Coordinate and Image Conventions

Axes (right-handed):

  • x: forward
  • y: right
  • z: downward

Image:

Pixels

  • Horizontal FOV (fovH) spans width.
  • Vertical FOV (fovV) spans height.
  • (px, py) maps to (yaw, pitch): 
    yaw = (px / (width - 1))  * fovH - (fovH / 2)
pitch = (py / (height - 1)) * fovV - (fovV / 2)

Example: Converting Range Image to 3D: 

// Convert pixelValue to radius in meters
if (pixelValue == 0) {
  return Undefined; // no valid data
}
radius = pixelValue * imagePixelScale;

// Convert (yaw, pitch) from degrees to radians
yaw   = deg2rad((px / (width - 1))  * fovH - (fovH / 2));
pitch = deg2rad((py / (height - 1)) * fovV - (fovV / 2));

// Cartesian conversion (x forward, y right, z down)
x = radius * cos(pitch) * cos(yaw);
y = radius * cos(pitch) * sin(yaw);
z = -radius * sin(pitch); // z is downward

.proto File (Excerpt)

// Water Linked Sonar 3D-15 protocol
syntax = "proto3";

package waterlinked.sonar.protocol;
import "google/protobuf/timestamp.proto";
import "google/protobuf/any.proto";

// Packet is the top-level message that is sent over the wire.
message Packet {
  google.protobuf.Any msg = 1; // Use .type_url to deserialize .value 
  // into one of the messages defined in this proto file
}

message Header {
  google.protobuf.Timestamp timestamp = 1;
// Sequence id is a monotonically increasing number that identifies
// each shot of the sonar.
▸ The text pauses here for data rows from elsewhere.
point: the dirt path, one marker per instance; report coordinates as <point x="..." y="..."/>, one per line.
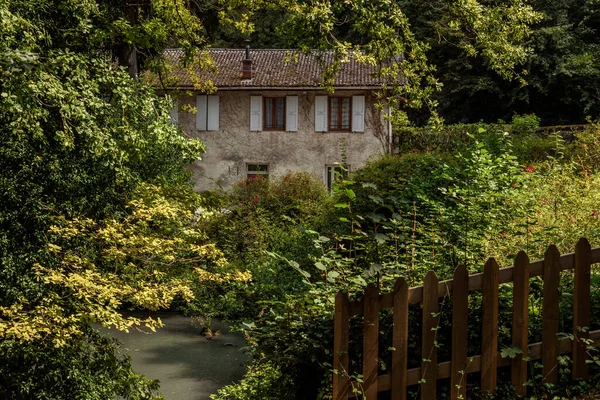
<point x="188" y="366"/>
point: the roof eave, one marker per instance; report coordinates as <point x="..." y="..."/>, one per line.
<point x="282" y="88"/>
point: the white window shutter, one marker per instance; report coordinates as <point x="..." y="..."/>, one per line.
<point x="321" y="113"/>
<point x="291" y="109"/>
<point x="212" y="120"/>
<point x="175" y="112"/>
<point x="201" y="109"/>
<point x="358" y="113"/>
<point x="256" y="113"/>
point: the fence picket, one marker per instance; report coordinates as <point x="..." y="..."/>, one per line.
<point x="400" y="340"/>
<point x="428" y="337"/>
<point x="489" y="333"/>
<point x="460" y="314"/>
<point x="371" y="342"/>
<point x="520" y="322"/>
<point x="581" y="307"/>
<point x="340" y="347"/>
<point x="550" y="314"/>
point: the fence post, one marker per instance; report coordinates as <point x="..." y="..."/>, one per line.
<point x="460" y="315"/>
<point x="400" y="340"/>
<point x="520" y="321"/>
<point x="429" y="333"/>
<point x="371" y="342"/>
<point x="341" y="327"/>
<point x="489" y="333"/>
<point x="581" y="307"/>
<point x="550" y="315"/>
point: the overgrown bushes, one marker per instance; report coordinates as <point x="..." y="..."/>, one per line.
<point x="401" y="216"/>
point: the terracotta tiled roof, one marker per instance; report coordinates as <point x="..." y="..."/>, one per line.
<point x="276" y="69"/>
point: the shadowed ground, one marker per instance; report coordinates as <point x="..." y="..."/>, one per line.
<point x="188" y="366"/>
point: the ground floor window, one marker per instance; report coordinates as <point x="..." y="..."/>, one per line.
<point x="335" y="172"/>
<point x="257" y="170"/>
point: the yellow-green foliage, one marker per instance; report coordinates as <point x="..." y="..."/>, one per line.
<point x="145" y="259"/>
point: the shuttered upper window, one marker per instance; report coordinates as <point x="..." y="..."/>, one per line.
<point x="274" y="113"/>
<point x="340" y="112"/>
<point x="207" y="113"/>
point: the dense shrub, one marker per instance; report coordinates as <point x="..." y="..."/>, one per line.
<point x="403" y="215"/>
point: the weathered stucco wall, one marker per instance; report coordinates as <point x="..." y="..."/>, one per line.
<point x="230" y="149"/>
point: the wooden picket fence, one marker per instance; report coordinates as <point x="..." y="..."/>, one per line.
<point x="487" y="363"/>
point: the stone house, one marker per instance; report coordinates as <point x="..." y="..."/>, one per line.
<point x="271" y="115"/>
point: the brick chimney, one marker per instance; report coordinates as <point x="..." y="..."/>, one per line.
<point x="247" y="65"/>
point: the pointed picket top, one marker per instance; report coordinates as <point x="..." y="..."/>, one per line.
<point x="550" y="314"/>
<point x="400" y="340"/>
<point x="581" y="307"/>
<point x="520" y="322"/>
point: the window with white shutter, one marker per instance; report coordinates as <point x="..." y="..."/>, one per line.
<point x="274" y="113"/>
<point x="291" y="108"/>
<point x="207" y="113"/>
<point x="358" y="113"/>
<point x="175" y="112"/>
<point x="321" y="113"/>
<point x="256" y="113"/>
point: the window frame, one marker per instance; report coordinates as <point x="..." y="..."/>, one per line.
<point x="274" y="114"/>
<point x="262" y="174"/>
<point x="340" y="110"/>
<point x="331" y="174"/>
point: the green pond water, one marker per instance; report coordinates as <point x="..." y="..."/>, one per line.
<point x="188" y="366"/>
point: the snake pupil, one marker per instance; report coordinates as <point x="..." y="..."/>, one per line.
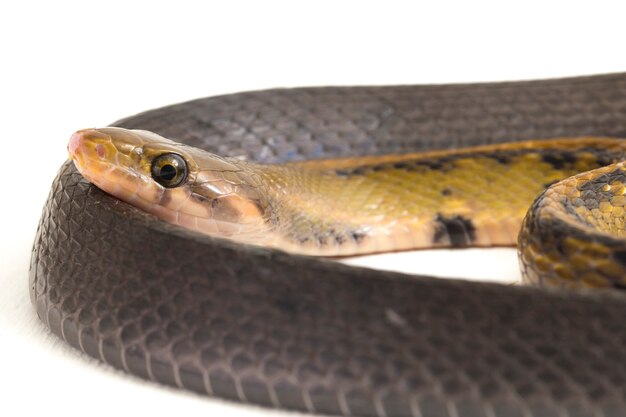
<point x="169" y="170"/>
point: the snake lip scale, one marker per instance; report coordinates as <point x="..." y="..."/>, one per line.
<point x="282" y="330"/>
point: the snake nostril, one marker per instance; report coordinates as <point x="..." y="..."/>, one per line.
<point x="100" y="151"/>
<point x="76" y="141"/>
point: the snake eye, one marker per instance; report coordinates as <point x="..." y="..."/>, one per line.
<point x="169" y="170"/>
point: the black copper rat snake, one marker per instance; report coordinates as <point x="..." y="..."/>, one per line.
<point x="265" y="327"/>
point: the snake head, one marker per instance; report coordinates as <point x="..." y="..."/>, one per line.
<point x="177" y="183"/>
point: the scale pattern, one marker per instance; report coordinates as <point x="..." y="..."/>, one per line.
<point x="264" y="327"/>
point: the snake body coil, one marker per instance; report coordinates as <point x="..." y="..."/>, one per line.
<point x="280" y="330"/>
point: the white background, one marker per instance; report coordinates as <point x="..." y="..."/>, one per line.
<point x="65" y="66"/>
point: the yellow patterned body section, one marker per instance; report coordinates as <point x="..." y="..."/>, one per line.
<point x="574" y="234"/>
<point x="469" y="197"/>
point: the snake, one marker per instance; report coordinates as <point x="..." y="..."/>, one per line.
<point x="215" y="273"/>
It can be used to detect missing shots or
// to relate messages of different types to each other. The value
// wraps around to 0 after reaching the maximum value.

  uint32 sequence_id = 2;
}

enum BitmapImageType {
// Bitmap image showing for each x,y pixel the strength of the
// strongest reflection
SIGNAL_STRENGTH_IMAGE = 0;
// Bitmap image showing a shaded representation of the depth in the
// range image. The light source is behind and above the observer.
// (This is experimental and may be removed in the future)
SHADED_IMAGE = 1;
}

// BitmapImageGreyscale8 can be shown to user without further processing.
// Uncompressed, 8-bit color depth, greyscale.

message BitmapImageGreyscale8 {
  Header header = 1;
  float speed_of_sound = 2; // Configured speed of sound in water in m/s 
  float range = 3; // Configured range in meters
  uint32 frequency = 4; // Configured imaging frequency in Hz
  BitmapImageType type = 5; // Identifier for what is shown in the image
  uint32 width = 6;
  uint32 height = 7;
  float fov_horizontal = 8;
  float fov_vertical = 9;
  // image pixel data is organized in rows of pixels.Each row is
  // 'width' wide, and there are 'height' rows. Each pixel is an 8-bit
  // value that represents the intensity of the pixel, from 0 to 255
  bytes image_pixel_data = 10;
}

// RangeImage measures the distance to the strongest reflection
// for each pixel.
message RangeImage {
  Header header = 1;
  float speed_of_sound = 2; // Configured speed of sound in water in m/s
  float range = 3; // Configured range in meters
  uint32 frequency = 4; // Configured imaging frequency in Hz.
  uint32 width = 5;
  uint32 height = 6;
  float fov_horizontal = 7; // In degrees
  float fov_vertical = 8; // In degrees
  float image_pixel_scale = 9;

  // image_pixel_data is organized in rows of pixels. Each row is
  // 'width' wide, and there are 'height' rows.
  // Each pixel is a 16-bit value that must be multiplied by
  // image_pixel_scale to obtain the distance in meters from the sonar
  // to the strongest reflection in that direction.
  repeated uint32 image_pixel_data = 10;
}

Compatibility Notes
- Additional message types/fields may be introduced.
- Decoders should ignore unrecognized messages.
- Major breaking changes will involve a new protocol identifier.

Refer to the full protocol specification and .proto file shown above for more information.

HTTP API

The Sonar 3D-15 exposes a HTTP API for configuration and inspection of system state. The HTTP API is exposed on port 80 and uses paths rooted at /api/v1/integration/. JSON is used for request and response bodies. The HTTP API is documented with a swagger.json file. This file can be opened in a compatible viewer such as this one. Example code using the HTTP API exists on github.